When planning your wedding, you and your partner may have decided to have a destination wedding, or an elopement to avoid the stress and worry of planning a full blown wedding. If this is the case, you may both like to observe the traditions of your surrogate wedding venue.
Asia is a culturally diverse and unique country and each culture has its own wedding traditions.
In Japan, purple is the colour of love, and a bride may wear a purple kimono embroidered with purple flowers. Japanese weddings are either Shinto or Buddhist. In a Shinto ceremony, the natural spirits - the kami - are called upon to bless the couple. In a Buddhist ceremony, two strings of beads are interwoven to symbolise the joining of two families. Traditionally served at Japanese weddings is the fish tai, which is a sea bream and is the traditional fish of happiness.
In the Chinese culture, a whole roast pig was given to the bride's family from the groom's family as an engagement present.
Chinese brides traditionally wear bright red which represents luck for the couple. The groom traditionally wears a black silk coat over a robe embroidered with a dragon. There will also be loud firecrackers to ward off evil spirits.
The food served at Chinese weddings is chosen by the way its name sounds. The Chinese word for apple is similar to the phrase "go safely", fat choy sounds like the expression "be prosperous", and liem sun represents the hope for many sons.
An Indonesian wedding is likely to have over 1,000 guests, all of which the bride and groom must greet in a receiving line before the start of the reception.
Before a Korean wedding, a fortune teller will look into the future of the bride and groom to see if they will have a happy life together. Korean weddings also serve Kuk soo, which are noodles, and symbolise a long life.
An ancient Filipino tradition called for the groom to throw a spear into the front of his bride's home. This sent the message that the girl was spoken for. Before many Filipino weddings became Catholic, they lasted three days, with the bride and groom joining hands on the third day and declaring their love three times.

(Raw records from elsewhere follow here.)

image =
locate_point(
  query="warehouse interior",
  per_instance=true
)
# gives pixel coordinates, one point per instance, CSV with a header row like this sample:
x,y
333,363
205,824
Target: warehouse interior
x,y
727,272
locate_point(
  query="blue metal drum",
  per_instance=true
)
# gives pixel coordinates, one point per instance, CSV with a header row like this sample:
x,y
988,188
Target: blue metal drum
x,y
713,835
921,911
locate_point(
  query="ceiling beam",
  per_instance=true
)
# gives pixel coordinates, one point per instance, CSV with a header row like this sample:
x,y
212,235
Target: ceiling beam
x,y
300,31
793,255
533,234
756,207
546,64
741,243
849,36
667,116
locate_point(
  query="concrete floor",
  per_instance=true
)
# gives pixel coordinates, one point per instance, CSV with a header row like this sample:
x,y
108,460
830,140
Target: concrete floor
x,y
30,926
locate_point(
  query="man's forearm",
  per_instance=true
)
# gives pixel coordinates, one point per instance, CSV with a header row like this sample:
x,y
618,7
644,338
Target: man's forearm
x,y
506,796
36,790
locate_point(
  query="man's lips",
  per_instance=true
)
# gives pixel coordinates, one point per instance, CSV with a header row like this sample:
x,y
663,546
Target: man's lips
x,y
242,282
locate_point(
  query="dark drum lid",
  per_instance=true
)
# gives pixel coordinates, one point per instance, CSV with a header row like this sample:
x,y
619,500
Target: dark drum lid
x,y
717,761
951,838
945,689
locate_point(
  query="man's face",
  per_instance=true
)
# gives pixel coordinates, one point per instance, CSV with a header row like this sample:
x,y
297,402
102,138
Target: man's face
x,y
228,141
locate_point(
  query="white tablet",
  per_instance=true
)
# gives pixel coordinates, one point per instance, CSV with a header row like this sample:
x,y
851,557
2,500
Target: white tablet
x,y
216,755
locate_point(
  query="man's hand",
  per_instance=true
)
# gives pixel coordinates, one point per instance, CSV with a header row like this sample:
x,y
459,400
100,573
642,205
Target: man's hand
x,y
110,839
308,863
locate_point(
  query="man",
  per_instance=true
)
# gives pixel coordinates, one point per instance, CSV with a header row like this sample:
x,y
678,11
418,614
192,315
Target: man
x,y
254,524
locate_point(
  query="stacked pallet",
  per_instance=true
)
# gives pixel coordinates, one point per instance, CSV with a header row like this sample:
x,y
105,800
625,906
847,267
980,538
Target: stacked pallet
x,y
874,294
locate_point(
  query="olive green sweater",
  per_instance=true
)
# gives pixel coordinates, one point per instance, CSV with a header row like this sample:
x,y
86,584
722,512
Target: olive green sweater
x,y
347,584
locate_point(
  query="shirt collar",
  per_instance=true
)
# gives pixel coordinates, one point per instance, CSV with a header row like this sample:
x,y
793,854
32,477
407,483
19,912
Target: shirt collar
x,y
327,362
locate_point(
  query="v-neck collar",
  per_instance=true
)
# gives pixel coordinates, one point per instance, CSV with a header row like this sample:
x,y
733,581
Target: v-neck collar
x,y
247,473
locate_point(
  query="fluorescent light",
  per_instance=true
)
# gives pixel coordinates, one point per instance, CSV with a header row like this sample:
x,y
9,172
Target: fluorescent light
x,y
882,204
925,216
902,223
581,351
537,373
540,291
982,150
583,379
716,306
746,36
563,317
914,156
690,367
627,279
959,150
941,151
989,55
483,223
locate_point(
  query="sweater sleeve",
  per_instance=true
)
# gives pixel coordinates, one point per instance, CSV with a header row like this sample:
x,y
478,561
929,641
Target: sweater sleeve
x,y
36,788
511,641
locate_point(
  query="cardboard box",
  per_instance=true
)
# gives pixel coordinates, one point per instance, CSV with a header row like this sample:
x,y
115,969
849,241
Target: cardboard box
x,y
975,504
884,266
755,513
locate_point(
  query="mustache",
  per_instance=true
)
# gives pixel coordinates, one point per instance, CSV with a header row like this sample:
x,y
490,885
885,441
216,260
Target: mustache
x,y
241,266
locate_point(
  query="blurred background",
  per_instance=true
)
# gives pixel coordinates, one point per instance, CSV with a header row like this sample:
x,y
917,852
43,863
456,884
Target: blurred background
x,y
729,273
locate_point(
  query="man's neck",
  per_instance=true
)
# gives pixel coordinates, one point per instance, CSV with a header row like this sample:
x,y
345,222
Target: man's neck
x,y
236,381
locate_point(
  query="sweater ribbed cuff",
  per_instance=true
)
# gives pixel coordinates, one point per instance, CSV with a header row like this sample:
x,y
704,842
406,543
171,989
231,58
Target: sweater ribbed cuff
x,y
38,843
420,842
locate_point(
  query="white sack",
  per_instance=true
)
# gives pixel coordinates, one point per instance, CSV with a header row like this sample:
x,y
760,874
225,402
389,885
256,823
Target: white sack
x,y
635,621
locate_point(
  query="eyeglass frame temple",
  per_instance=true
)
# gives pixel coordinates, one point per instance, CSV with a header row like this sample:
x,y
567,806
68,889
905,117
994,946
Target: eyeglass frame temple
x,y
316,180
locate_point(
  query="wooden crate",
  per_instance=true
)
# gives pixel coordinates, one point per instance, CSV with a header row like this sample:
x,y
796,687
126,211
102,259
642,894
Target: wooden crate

In Hindu cultures, it is considered bad luck for the bride and groom to see each other for several days before their wedding ceremony. Also, as part of the wedding ceremony, the bride's parents wash the couple's feet with milk and water which represents their purification for their journey into their new life.
As you can see, many Asian wedding traditions stem from the desire to ensure a safe and happy journey for the new couple in their new life together.